Cyberse cuts through the exceptionally loud cybersecurity marketing noise and gets straight to the point: giving you the industry knowledge and data you need to make the best decision for your needs.

Reimagining the cybersecurity purchasing process for the divinely discontent, Tesla-buying, millennial leaders-in-waiting has huge consequences. Let's finish by talking about what's at stake once this behavioral shift actually happens.

What's at stake: growing the TAM of cybersecurity

McKinsey wrote a research report that bent my brain in a way that hasn't happened in a while. The punch line: the cybersecurity industry has only reached 10% of its overall TAM yet because large portions of the market are under-served.

...wait, what?

Yeah, that caught my attention too. The article goes on to explain:

Currently available commercial solutions do not fully meet customer demands in terms of automation, pricing, services, and other capabilities.

...

This does not imply the market will reach such a size anytime soon (current growth rate is 12.4 percent annually off a base of approximately $150 billion in 2021), but rather that such a massive delta requires providers and investors to “unlock” more impact with customers by better meeting the needs of underserved segments, continuously improving technology, and reducing complexity.

Here's a visual to go along with it:

McKinsey cybersecurity TAM gap analysis.

Even if you don't buy into the exact numbers (I don't, but they're only estimates), anything remotely close to this situation is astonishing.

How did this happen?!

A partial explanation: our products, services, and purchasing processes are all very enterprise-focused.

The traditional top-down sales model doesn't work for Small Business (SMB) and Mid-Market (MM) customer segments. Most cybersecurity companies can barely afford to support this model for enterprises. There's effectively zero chance of doing it profitably for smaller customer segments — and even if we most could, buyers in this segment don't have time to run enterprise-grade procurement cycles anyway.

Serving the SMB and MM customer segments is a problem we can tackle right now. As the McKinsey report shows, this alone is a big opportunity. But it's not the full story here.

What happens when the divinely discontent millennial cybersecurity leaders are the majority of buyers in cybersecurity? 

Marketplaces will become the de-facto model for how cybersecurity products and services are bought and sold.

That's why we need a cybersecurity-focused marketplace: to address both under-served market segments and the new generation of buyers in our industry.

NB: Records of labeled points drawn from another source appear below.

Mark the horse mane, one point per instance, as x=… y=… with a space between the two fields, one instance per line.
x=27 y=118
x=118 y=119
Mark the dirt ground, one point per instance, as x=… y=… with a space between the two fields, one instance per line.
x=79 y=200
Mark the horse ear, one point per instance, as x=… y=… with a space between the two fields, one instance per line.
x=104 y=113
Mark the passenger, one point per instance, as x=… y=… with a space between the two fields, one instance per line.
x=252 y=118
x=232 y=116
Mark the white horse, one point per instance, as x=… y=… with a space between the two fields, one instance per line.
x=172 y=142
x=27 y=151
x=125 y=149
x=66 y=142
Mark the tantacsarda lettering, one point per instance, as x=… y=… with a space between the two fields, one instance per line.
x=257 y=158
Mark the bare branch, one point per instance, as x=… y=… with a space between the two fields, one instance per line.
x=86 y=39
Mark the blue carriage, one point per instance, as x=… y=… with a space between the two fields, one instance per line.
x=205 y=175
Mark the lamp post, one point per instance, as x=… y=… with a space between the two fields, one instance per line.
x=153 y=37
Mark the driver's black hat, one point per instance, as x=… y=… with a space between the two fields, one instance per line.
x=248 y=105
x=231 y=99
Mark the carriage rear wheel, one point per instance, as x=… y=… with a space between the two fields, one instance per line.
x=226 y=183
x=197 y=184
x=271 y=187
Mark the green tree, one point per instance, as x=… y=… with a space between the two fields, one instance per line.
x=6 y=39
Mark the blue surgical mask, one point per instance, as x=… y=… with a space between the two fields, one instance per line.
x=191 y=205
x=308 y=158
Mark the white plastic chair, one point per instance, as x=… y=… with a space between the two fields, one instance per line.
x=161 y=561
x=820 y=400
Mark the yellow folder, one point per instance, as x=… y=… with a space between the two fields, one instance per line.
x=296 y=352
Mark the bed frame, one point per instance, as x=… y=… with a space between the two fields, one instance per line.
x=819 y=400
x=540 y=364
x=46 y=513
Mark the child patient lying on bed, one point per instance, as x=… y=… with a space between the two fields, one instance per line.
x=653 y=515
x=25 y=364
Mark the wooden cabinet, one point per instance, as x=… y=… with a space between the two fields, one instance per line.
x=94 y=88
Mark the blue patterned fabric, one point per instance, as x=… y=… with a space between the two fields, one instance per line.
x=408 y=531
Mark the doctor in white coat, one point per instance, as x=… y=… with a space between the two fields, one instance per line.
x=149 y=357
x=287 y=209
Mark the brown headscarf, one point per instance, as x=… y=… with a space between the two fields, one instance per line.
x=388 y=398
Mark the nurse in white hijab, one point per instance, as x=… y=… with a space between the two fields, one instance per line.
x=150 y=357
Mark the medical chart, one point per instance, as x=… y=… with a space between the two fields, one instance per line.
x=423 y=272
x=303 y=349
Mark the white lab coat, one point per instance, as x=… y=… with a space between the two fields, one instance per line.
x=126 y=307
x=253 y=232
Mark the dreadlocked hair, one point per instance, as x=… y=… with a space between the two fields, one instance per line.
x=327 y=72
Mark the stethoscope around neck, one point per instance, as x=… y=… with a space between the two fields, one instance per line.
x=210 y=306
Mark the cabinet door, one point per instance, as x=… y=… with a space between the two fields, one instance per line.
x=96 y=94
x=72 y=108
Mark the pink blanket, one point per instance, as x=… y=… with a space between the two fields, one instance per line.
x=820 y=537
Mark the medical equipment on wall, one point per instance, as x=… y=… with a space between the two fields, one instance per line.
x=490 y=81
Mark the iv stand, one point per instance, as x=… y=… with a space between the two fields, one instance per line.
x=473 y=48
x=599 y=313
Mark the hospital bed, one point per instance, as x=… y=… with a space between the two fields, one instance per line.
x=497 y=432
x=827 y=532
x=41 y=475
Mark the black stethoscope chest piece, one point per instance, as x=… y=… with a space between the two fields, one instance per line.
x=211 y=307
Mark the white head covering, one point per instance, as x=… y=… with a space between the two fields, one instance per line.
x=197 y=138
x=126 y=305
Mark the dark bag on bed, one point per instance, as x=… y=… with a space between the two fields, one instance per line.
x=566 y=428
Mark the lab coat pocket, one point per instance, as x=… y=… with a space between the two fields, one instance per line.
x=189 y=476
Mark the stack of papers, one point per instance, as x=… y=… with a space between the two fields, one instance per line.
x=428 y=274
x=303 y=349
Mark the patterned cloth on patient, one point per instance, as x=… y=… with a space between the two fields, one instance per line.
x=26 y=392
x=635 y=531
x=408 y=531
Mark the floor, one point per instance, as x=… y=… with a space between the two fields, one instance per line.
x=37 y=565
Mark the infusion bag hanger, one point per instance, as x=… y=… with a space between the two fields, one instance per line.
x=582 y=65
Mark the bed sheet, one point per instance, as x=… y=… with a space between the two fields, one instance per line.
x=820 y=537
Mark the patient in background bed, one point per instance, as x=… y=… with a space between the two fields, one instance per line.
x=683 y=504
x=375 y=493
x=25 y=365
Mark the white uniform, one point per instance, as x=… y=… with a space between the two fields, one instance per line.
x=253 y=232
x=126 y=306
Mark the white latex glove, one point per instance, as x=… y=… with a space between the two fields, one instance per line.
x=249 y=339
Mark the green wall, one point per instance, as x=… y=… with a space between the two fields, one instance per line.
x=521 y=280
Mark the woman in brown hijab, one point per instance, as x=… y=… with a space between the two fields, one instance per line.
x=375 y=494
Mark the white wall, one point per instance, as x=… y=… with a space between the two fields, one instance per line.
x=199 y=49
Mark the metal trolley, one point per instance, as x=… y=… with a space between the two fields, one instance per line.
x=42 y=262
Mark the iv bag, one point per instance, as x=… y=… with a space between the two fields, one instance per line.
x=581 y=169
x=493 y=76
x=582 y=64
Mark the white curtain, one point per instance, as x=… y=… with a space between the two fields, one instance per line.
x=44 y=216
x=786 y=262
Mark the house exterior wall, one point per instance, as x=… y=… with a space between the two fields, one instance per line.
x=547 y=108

It's a gradual, compounding transition — but it's going to be so, so impactful when the rapidly approaching inflection point hits.


Acknowledgements

Thank you to Ken Yao and the team at Cyberse for patiently hashing out multiple iterations of this thought process with me.

Also, thanks to Jonathan Cran for sharing the stat about Wiz's marketplace revenue percentage. No way I would have found this on my own.

Footnotes

¹Relatively speaking as an order of magnitude statement, not a precise estimate. I say this based on Gartner's latest Global Security and Risk Management Spending forecast and a McKinsey report we'll get to later in the article.

²I mean this literally — as in the process of buying, configuring, and operating the car, not the drama and nonsense created by Elon Musk himself. I don't condone or agree with a lot of his behavior, but I also think credit needs to be given for his inventions (and many other more decent people at Tesla).

³Statistics about millennials in the workforce and leadership positions are fuzzy, so I'm not going to cite specific data. Roughly speaking, we've been the largest generation in the workforce by percentage for several years now, but it's still a minority percentage. We'll be a majority percentage by ~2025. Leadership positions (VP+) will follow shortly after. Some of us are already in them today.

⁴Nobody really does today either, but they tolerate VARs because they make the traditional procurement process just a shade less miserable.